Fue su orgullo lo que pise al no saberlo, al no importarme el primer encuentro ni el hecho de que ahora estaba ahí, frente a mi.
Es el pedazo de metal que lleva siempre entre su piel y su corazón lo que hizo que no me mintiera y aun así me deje volar, por que no se volar sin dientes.
Tres palomas en su ventana, una gaviota y cinco puertas azules iluminaban aquella vista, a la calle, mientras el cielo escondía siniestro amanecer bajo el cabello rebelde de una estación.
Tres lineas de un libro no me otorgaron el placer de dormir. Seis cigarros innecesarios corrieron tras el tiempo y fue menos lo que nos sostuvimos el uno al otro.
Solo me acosté con una camisa de algodón ya encogida por el sudor de nuestros cuerpos golpeando contra el calentador.

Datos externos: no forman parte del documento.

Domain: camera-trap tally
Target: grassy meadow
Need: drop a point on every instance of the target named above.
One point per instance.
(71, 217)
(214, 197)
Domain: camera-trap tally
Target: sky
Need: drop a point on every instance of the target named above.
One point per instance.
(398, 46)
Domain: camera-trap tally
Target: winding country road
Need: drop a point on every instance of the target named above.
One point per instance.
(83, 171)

Reconocí su olor después de un vaso de agua del grifo ingles, lo reconocí justo antes de mentir dos veces en su cocina, mentí frente aquellos que no seguía mi lenguaje latino y solo estaban interesados en mi pelota de plástico, un regalo de la mejor persona que conozco en mi vida, un reflejo de mi.
Intente dejar abierto el hilo de sensaciones que nos perseguía, pero con poca gracia lo cerré al final por no dejar sospecha en las manchas de su pared.
Recogí las ultimas horas y las convertí en minutos para poder salir. Después de su puerta cada momento que se escapaba, cada segundo que respiraba se manifestaba en unas cuantas frías evidencias de su sinceridad. Nostalgia prematura.
Yo no tengo miedo a esconder pasados, ni presentes y no espero menos del futuro.
Ella si, ella espera todo y nada, aun la siento cada vez que se ducha, la siento respirando en mi nunca, idealizando la noche y buscando pretextos para seguir esta mecánica, para no estar sola. Aun me burlo de ella... tal vez la encuentre persiguiendo a alguien mas, en algún bar, en alguna ciudad donde piensa que todos la ven y nada la nota. Se siente rata y borrego a la vez.